Educational videos from the FIFA Medical Network (@FIFAMedical): Rehabilitation exercises for common football injuries
The first collection of videos demonstrate how to do some rehabilitation exercises for common football injuries. It is a great idea to see your physiotherapist as soon as you have an injury. They can diagnose what has happened, refer you for investigations or to specialists if necessary and give you great advice on what to do in the acute phase of the injury to help you get back to what you love doing.
Early rehab can be important with knee injuries. Watch the following video for examples of simple exercises that can be introduced when safe to do so, under the P.O.L.I.C.E. principle. #FootballNetwork #FIFADiploma pic.twitter.com/IVQXYnsxN8
— FIFA Medical Network (@FIFAMedical) June 29, 2020
The Muncie Straight Leg Raise is an exercise that helps to strengthen the quadriceps muscle and can be done safely quite early after an injury.
The Muncie exercise might be worth adding to your management plan for players with patellofemoral pain. It started life as a placebo treatment! #FootballNetwork #FIFADiploma pic.twitter.com/sLRChypUkH
— FIFA Medical Network (@FIFAMedical) April 6, 2020
Hamstring injuries are one of the most common injuries in football. Confirming the severity and location of the injury can help with prediction for return to sport.
Are there any clinical examination findings that correlate with recover following a #hamstring injury?

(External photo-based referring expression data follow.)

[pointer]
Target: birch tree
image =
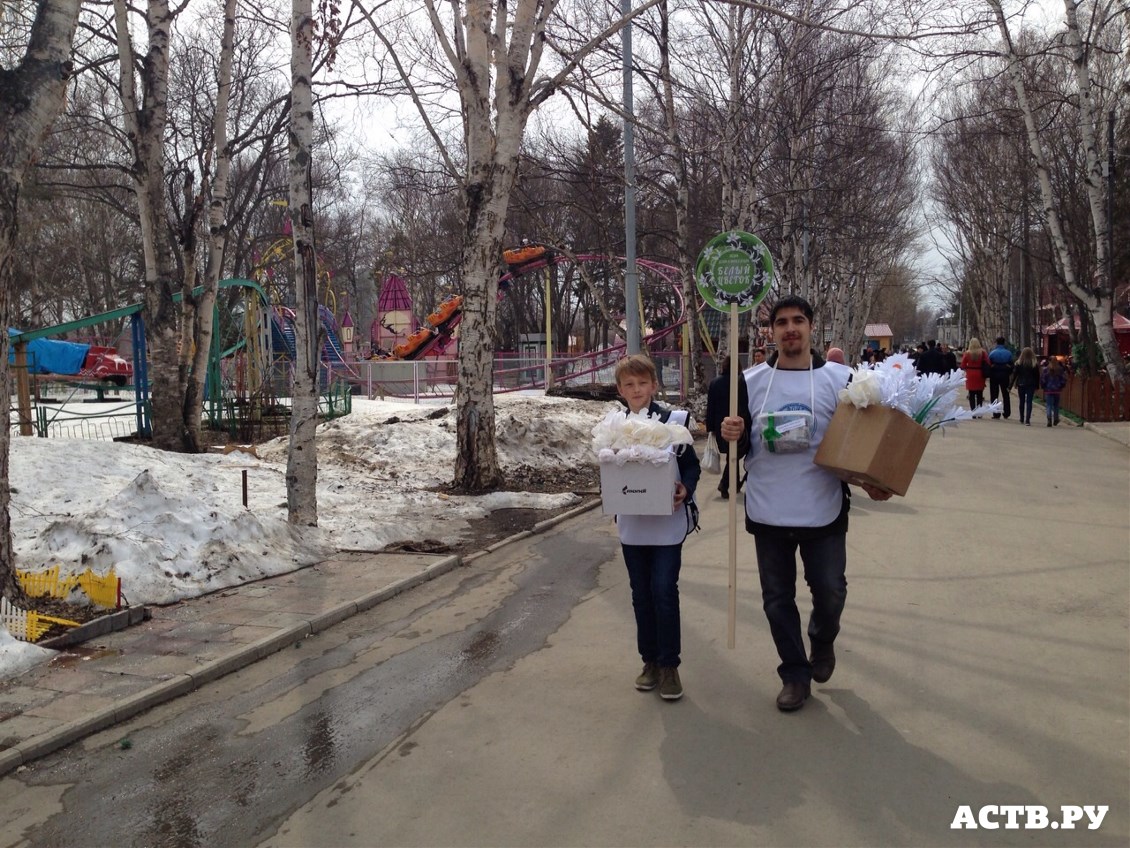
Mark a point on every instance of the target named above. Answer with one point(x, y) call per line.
point(32, 95)
point(217, 234)
point(302, 457)
point(145, 120)
point(493, 52)
point(1095, 294)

See what the @Aspetar #FMCE has found useful. #FootballNetwork #FIFADiploma pic.twitter.com/1TPwf1TZKv
— FIFA Medical Network (@FIFAMedical) July 6, 2020
Eccentric exercises targeting the hamstring muscles have been shown to significantly reduce the risk of sustaining a hamstring injury, but have also shown to reduce the risk of re-injuring you hamstring. Doing the exercises regularly increases the chance of them being effective.

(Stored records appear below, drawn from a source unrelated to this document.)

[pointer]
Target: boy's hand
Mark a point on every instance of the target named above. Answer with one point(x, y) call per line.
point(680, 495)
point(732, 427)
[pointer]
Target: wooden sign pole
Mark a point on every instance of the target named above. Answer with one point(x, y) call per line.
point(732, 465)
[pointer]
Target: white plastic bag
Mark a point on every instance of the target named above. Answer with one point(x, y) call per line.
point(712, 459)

Did you know that Nordic hamstring exercises can reduce the risk of sustaining a hamstring injury by 65%? Click here to see how it’s done. #FootballNetwork #FIFADiploma pic.twitter.com/fPaP8XUPeb
— FIFA Medical Network (@FIFAMedical) February 10, 2020
Patallae tendinopathy can cause pain in the anterior aspect of the knee, and often affect players who are more dynamic and can jump higher than their peers. As with most tendinopathies it is caused when the tendon is exposed to more load than it has capacity to cope with. Using a decline board helps to load the patallae tendon.
Eccentric exercises have been the mainstay of tendon rehabilitation for a decade. Do you know how to perform these? Check out this clip to see how they’re done. #FootballNetwork #FIFADiploma pic.twitter.com/XWQI70qUEY
— FIFA Medical Network (@FIFAMedical) September 7, 2020
Managing Achilles tendinopathies can be frustrating for players as it can be difficult to get the balance of how much loading activities like running and jumping the tendon can tolerate before it gets aggravated. Isometric exercises can be used as a way of loading the tendon early in the rehabilitation process or during the season when the player has a high playing load.

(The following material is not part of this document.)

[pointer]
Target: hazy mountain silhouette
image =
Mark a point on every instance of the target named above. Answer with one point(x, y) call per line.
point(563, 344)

Isometric exercises may provide good pain relief and improve function for many players with tendinopathy. Do you know how to do them? #FootballNetwork #FIFADiploma pic.twitter.com/sbMSaxouJK
— FIFA Medical Network (@FIFAMedical) April 13, 2020
Groin injuries can be frustrating for players and therapists. You can prevent groin injuries by doing the Copenhagen Adductor Exercise regularly.
When done regularly the Copenhagen adductor exercise can reduce the risk of developing groin pain by 40%. This video shows how the three progressions are done. #FootballNetwork #FIFADiploma
See the original paper from the @BJSM_BMJ to learn more: https://t.co/v6SclZeEz4 pic.twitter.com/9Z6NCVExMY— FIFA Medical Network (@FIFAMedical) January 20, 2020
If you have had a long-standing groin injury, then the 10-week Holmich Protocol has been proven to be effective as a treatment. It was first described in 1999 by Per Holmich in The Lancet (Hölmich et al., 1999) but is still one of the most validated programmes for footballers who have chronic adductor-related groin pain. There are two phases to the protocol, and they include exercises to build strength in the hip adductors, abdominals, glute’s and lower back.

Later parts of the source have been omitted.